Google Acquires Odysee, Private Photo/Video Backup And Sharing App

Google Acquires Odysee, Private Photo/Video Backup And Sharing App

Google acquired the app maker Launchpad Toys just last week. And now its second acquisition this month is Odysee, an app which provides automatic photo/video backup from mobile devices to personal computers, apart from private sharing features. Google is certainly enjoying much shopping these days.

A notification to Odysee app users was sent to announce the acquisition and also as an announcement on the firm’s website homepage. Odysee has announced that its team will be joining Google+ and most probably the app firm will be working on further improving the photo service of Google+. The acquisition will help Google separate its photo service from Google+, as rumored since last year.

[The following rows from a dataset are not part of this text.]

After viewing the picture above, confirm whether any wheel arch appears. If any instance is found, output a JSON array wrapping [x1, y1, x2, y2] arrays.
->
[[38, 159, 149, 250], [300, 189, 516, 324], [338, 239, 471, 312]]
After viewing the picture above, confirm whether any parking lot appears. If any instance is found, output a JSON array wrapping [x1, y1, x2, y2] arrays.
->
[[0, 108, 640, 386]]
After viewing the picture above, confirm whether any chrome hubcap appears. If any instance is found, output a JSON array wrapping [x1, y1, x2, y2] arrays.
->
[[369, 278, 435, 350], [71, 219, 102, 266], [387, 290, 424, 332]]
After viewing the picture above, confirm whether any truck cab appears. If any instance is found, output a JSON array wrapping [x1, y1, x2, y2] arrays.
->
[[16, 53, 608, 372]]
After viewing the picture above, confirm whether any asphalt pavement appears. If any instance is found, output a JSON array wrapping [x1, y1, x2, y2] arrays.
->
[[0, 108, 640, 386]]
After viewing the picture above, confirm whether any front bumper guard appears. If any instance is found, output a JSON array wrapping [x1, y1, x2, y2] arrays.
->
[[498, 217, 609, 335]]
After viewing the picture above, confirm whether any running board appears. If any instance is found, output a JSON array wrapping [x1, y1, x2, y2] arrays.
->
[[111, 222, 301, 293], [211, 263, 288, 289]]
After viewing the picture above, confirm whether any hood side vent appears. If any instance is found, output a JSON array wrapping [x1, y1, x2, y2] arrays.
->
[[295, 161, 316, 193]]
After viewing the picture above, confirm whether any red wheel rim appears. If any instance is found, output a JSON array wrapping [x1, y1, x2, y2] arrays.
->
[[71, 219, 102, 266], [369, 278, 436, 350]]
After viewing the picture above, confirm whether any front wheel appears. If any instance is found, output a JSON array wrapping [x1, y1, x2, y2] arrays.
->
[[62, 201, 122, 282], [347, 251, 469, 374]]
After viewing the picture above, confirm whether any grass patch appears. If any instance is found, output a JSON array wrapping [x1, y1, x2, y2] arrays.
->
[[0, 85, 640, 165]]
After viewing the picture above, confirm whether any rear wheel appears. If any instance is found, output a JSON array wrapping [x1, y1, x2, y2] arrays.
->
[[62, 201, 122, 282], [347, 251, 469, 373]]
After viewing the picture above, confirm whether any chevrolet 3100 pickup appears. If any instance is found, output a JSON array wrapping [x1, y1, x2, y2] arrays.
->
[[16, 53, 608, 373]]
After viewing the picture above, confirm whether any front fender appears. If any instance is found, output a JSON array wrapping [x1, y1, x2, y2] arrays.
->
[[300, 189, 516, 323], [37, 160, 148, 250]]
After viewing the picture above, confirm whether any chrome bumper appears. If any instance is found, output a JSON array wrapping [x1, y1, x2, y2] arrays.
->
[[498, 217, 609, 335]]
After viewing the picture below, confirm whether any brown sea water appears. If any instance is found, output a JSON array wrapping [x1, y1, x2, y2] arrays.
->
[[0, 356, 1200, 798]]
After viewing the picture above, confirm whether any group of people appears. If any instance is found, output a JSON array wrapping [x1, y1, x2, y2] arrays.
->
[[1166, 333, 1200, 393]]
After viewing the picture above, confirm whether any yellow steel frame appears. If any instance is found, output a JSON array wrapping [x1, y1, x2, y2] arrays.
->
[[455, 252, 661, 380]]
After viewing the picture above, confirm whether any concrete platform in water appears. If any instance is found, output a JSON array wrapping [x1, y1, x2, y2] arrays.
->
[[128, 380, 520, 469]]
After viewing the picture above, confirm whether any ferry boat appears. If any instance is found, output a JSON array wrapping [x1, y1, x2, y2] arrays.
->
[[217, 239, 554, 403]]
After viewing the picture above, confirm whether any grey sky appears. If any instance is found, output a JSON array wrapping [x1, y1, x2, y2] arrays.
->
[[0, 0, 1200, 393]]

The app let its users automatically back up photos and videos taken on their cameras or tablets to their home computers. It had its own “follower and following network.” Users could add a small group of close family and friends who would also be on the app. It had an API for integrating the service with other apps. It also had the option of sharing more pictures to non-Odysee users by way of URL links instead of embeds.

Developed by Nimbuz Inc, Odysee was co-founded by Raghavan Menon and Shiva Jalagi. Worth mentioning is the fact that both founders have experience in the fields of algorithms, caching, embedded software, and networking.

With the acquisition, Google seems to aggressively push its own social network, Google+ against the likes of Facebook, Flickr, and Instagram. And even as a part of Google+, considering how wary some people are these days of giving over more data to Google’s cloud — or any other cloud-based service like Dropbox or iCloud, for that matter — it makes sense to enhance Photos with offline features for that reason, too.

Odysee was built around a freemium model which means that it was free for the first year, and then charged $5/year thereafter. The founders estimated at a point of time that they could keep the business sustainable if they reached 3 million users.

The Odysee app has now been removed from the App Store and the Google Play. The service will shut down completely on February 23, says the website’s homepage. As a result, the company is not accepting any new users. However, the current Odysee users will be able to access and download their saved photos and videos in archive form after the shutdown.